From Beattie Productions:
Throughout the month of May 2018, Off the Grid Studios, in conjunction with The Orvis Company, will be celebrating the first public release of the fly fishing film “Corazón.” To honor the release, Off the Grid Studios will engage in a month-long campaign focused on each of the three films in “The Scorpion Trilogy” — a collection of fly fishing movies roughly six years in the making.
The Scorpion Trilogy started in 2012 when an expedition to Scorpion Reef in the Gulf of Mexico was documented. This documentary-style film journey brought together fly anglers from the United States and Mexico to explore one of the most remote atolls in the Gulf. On behalf of The Orvis Company, the full-length film, “Scorpion Expedition,” will be released free to the public on May 9 for 48 hours on Amazon and Vimeo.
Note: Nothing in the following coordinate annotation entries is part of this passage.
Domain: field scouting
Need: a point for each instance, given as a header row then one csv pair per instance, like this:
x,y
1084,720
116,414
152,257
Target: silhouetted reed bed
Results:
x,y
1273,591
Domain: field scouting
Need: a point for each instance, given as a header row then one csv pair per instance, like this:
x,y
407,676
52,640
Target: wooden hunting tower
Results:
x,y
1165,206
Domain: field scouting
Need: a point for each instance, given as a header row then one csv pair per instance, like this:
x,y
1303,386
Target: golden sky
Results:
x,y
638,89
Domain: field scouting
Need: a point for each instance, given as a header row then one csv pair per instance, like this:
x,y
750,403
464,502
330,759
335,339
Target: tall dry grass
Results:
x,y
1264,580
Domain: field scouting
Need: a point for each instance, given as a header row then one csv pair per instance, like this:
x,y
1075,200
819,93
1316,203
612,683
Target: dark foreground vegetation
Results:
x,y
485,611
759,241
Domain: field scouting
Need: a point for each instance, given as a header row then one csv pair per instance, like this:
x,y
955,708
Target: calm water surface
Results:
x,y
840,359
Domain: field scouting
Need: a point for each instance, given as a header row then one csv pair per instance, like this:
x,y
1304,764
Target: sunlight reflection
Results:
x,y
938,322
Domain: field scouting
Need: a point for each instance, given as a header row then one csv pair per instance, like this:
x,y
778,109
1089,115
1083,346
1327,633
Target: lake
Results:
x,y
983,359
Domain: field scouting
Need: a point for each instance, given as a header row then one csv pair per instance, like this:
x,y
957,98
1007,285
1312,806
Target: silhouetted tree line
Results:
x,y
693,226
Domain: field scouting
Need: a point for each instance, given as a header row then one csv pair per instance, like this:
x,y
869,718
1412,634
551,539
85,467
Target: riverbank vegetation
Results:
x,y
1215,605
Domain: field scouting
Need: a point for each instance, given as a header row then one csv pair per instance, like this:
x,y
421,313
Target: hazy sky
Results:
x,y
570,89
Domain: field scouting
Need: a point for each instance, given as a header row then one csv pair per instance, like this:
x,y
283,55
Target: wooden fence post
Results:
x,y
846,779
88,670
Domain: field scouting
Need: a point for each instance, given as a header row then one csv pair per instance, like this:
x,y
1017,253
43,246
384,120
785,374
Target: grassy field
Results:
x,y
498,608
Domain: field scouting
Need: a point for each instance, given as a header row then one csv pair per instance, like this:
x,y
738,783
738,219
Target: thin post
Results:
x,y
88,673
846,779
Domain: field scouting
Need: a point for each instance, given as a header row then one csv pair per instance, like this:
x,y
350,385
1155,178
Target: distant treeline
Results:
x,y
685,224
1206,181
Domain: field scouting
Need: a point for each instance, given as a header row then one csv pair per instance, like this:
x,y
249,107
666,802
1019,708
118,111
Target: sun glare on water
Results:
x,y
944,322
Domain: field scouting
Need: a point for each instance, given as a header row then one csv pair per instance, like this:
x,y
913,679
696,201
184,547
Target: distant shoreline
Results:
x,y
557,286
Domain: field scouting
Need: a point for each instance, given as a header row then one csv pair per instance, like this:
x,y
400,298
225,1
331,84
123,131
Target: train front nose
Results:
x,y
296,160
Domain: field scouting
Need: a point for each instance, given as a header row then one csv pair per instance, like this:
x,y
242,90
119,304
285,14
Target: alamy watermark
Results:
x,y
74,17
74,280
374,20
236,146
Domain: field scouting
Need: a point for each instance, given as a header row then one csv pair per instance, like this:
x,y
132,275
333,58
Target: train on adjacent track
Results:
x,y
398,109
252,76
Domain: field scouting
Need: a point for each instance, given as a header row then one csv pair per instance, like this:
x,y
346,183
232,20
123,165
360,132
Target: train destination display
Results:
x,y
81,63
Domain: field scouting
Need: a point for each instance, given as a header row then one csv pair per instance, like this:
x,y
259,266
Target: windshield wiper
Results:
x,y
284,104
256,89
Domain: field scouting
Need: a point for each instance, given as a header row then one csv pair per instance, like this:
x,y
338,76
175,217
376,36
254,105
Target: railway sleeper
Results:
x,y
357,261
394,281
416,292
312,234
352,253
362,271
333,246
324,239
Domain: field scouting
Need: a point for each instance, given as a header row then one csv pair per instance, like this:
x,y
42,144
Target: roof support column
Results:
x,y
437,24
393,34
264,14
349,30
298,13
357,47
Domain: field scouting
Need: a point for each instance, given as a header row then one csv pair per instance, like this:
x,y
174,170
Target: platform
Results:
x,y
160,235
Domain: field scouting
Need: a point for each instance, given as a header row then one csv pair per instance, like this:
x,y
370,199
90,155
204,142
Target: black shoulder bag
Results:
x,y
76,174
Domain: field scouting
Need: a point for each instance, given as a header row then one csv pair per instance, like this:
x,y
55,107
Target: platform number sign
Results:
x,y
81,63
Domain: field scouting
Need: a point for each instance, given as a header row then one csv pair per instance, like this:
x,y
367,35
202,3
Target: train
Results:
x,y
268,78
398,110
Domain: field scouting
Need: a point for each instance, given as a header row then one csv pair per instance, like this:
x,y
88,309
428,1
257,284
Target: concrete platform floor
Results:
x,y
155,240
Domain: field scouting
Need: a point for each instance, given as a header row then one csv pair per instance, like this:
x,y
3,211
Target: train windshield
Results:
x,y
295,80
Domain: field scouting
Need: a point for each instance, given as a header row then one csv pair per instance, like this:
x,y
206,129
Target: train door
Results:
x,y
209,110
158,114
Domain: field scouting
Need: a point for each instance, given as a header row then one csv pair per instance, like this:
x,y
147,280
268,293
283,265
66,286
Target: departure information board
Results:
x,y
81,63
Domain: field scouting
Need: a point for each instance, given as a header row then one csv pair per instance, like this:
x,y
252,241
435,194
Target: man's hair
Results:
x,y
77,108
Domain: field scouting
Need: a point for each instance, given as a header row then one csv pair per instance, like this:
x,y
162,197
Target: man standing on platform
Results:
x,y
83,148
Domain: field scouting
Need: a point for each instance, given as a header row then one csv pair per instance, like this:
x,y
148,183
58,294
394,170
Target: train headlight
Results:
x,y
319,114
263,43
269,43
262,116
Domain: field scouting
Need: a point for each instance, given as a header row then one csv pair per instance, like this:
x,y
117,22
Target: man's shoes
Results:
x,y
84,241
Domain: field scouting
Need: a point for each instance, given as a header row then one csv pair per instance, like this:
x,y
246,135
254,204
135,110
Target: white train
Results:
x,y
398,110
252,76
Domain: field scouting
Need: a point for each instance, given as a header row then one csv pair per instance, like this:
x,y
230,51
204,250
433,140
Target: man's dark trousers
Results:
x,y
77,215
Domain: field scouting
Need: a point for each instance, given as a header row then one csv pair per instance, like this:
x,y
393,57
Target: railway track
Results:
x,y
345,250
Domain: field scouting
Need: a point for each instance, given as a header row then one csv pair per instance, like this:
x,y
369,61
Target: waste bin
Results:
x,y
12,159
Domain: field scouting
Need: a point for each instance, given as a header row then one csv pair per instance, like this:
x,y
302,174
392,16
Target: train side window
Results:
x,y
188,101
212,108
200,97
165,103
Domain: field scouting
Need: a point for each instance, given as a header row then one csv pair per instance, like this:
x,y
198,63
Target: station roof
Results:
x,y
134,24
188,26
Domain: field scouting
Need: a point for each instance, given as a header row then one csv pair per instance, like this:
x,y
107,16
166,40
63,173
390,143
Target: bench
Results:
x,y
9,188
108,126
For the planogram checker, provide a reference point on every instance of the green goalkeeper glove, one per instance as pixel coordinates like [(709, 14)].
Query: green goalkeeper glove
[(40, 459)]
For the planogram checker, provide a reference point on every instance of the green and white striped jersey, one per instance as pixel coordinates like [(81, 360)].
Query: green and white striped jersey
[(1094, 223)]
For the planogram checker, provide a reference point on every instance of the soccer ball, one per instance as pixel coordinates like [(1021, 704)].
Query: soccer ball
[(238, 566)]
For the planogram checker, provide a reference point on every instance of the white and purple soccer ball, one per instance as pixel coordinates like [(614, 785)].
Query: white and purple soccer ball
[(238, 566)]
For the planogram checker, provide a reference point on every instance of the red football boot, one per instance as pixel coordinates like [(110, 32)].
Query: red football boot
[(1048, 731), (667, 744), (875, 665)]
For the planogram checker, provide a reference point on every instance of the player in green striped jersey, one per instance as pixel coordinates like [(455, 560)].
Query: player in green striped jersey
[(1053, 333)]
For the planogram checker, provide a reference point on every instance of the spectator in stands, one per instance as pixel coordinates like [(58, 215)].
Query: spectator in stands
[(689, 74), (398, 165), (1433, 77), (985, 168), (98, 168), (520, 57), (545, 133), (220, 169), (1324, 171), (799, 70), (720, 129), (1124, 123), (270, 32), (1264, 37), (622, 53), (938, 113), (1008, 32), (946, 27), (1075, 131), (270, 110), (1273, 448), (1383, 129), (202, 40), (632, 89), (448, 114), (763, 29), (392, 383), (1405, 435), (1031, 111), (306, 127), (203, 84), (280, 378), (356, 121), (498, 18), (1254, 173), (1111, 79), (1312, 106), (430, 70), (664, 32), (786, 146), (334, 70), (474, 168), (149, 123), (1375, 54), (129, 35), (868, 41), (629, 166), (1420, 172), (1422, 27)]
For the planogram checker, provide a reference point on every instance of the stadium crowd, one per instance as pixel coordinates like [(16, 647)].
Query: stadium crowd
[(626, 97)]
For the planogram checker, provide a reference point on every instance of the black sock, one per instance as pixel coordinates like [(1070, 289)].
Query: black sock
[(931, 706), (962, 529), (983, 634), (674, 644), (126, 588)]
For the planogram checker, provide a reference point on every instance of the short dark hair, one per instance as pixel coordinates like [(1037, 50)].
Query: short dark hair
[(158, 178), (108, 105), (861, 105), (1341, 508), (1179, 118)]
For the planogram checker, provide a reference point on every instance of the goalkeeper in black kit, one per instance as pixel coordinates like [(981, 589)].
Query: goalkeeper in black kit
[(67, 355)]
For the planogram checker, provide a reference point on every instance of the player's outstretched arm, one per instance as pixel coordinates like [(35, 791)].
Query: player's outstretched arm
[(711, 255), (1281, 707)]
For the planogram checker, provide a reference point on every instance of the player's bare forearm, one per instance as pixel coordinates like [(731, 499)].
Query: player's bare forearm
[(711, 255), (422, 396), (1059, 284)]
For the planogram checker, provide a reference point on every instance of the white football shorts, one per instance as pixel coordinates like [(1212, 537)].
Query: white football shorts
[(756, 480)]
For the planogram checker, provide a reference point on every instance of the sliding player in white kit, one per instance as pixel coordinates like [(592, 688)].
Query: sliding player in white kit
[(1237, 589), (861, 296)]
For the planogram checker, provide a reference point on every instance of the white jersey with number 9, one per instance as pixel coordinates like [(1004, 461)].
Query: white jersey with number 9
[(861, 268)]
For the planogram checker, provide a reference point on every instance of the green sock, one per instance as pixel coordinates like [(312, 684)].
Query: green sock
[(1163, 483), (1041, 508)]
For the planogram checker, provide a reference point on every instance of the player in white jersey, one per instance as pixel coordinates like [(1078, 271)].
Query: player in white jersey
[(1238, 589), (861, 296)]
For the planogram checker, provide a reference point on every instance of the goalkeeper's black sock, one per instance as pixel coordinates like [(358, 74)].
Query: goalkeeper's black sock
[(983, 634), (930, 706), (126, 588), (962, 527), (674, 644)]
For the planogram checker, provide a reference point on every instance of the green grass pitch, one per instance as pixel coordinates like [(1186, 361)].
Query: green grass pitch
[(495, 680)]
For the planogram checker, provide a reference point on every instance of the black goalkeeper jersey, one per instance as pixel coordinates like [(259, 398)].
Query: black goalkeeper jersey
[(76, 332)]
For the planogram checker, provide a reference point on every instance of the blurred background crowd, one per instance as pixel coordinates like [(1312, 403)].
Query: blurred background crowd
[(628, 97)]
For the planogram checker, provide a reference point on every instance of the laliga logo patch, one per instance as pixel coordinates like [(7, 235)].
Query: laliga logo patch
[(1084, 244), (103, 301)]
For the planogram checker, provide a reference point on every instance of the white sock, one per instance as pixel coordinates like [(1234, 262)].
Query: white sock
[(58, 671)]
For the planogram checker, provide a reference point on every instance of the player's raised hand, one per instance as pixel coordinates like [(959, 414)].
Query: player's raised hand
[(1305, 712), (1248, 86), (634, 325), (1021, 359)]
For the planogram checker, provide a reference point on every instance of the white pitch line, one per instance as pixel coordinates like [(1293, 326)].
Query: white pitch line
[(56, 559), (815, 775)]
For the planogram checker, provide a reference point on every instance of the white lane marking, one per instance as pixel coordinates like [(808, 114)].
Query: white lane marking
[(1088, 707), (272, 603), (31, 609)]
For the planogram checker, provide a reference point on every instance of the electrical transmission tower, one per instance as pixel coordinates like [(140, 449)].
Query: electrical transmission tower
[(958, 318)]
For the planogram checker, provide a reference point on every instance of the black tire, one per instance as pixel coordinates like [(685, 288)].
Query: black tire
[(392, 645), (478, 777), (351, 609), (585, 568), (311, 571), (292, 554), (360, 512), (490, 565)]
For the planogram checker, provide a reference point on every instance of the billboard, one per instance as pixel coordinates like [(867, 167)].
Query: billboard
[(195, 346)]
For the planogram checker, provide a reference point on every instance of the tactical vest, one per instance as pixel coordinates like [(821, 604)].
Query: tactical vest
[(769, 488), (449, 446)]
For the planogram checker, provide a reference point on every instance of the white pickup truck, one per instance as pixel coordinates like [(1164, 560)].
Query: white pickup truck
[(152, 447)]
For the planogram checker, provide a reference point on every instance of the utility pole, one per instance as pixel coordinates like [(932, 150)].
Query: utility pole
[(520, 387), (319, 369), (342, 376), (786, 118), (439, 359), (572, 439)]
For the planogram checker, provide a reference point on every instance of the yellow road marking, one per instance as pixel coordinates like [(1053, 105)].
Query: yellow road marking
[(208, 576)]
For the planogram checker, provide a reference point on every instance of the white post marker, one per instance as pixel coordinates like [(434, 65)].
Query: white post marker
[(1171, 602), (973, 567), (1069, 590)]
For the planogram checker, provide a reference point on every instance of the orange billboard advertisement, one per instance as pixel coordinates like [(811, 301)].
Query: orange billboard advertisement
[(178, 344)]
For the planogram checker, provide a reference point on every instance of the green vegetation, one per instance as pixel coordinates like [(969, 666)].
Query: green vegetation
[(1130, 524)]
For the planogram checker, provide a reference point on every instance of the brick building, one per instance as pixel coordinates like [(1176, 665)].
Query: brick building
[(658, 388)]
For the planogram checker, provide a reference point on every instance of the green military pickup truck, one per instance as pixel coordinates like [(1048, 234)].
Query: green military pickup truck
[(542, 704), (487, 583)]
Following “Scorpion Expedition,” the crew members embarked on another trip into the remote wilderness — this time to a hyper-remote Alaskan river. In the film, “Frontera Norte,” the Mexican national known throughout the angling world as “Sandflea” emerges as one of the central figures in the series with his notable and hilarious commentary about the dramatic northern adventure. This film will be released to the public for free on May 16 for 48 hours on Amazon and Vimeo.
On May 23 the final installment of the trilogy, “Corazón,” will be released for the first time to the public for free for 48 hours on Amazon and Vimeo. “Corazón” follows Mike Dawes from Jackson, Wyoming, to Sandflea’s island home in Holbox, Mexico. It’s here that viewers are granted a behind-the-scenes glimpse into the life and friendship of an American pro angler and a Mexican fly fishing guide who became brothers united by a shared passion for the water.
The Scorpion Trilogy is sure to delight anglers from around the world with its cinematography, world-class fly fishing footage, dynamic storytelling, and humor. It provides a special look into some of the most remote and untouched natural places on the planet and reminds us that we all have more in common than we might think.